I don't have a diagram and different models and versions of the MES (30 & 40) have slightly different configurations when it comes to the wiring leaving the circuit board in the bottom and going to the heating element or the safety switch.  My MES40 (gen1) has 2 different holes where the wiring leaves the circuit board area.  I believed a guy I helped locally had an MES30 where the wiring left the circuit board area through a single hole.   I worked an MES40 gen 2 and I think it also had 2 holes but they weren't in the same spot as my gen 1.  There doesn't seem to be any consistency if I'm remembering everything correctly.
The easiest MES units to diagram out are the ones that use the blue vs read wire coloring from the circuit board and then they again change color to block from the safety switch to the heating element.... if the wiring guy stick to the color pattern that is haha.

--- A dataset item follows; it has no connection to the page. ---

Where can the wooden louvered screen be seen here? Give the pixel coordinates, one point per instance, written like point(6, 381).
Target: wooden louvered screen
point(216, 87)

If there is an access panel to the safety switch then its easier to trace wires with a continuity check using a multimeter.
In that case you just unhook all wire ends from heating element and the circuit board.
You can then check the ends from the circuit board  to the safety switch and then the safety switch to the heating element wire end and mark the wires.  The other ends not tested should be from circuit board end straight to heating element end and u can mark those as well.

I could be missing a way to diagram it but that is what I've seen so far :)


----------



## Steve H (Jul 18, 2020)

I don't own a MES. So I was spit balling.  The way you describe sounds like the better approach then.


----------



## tallbm (Jul 18, 2020)

Steve H said:


> I don't own a MES. So I was spit balling.  The way you describe sounds like the better approach then.



We need all the brainstorming on this stuff we can muster brother hahaha!


----------



## dr k (Jul 18, 2020)

tallbm said:


> We need all the brainstorming on this stuff we can muster brother hahaha!


Then there's the 440/430 new series with the independent 150 watt chip/chunk element with it's own sensor and element lugs  that is uncharted territory on wireing. I'm not sure what MB is doing not getting it together, getting it down and getting it right the first time so you don't have to fix brand new equipment outta the box. Loads and loads of pissed off FB customers that get a POS in the box and finally MB says return it to the brick and mortar business you got it at but they aren't accepting returns during C-19.!? Now your stuck till MB decides to respond.


----------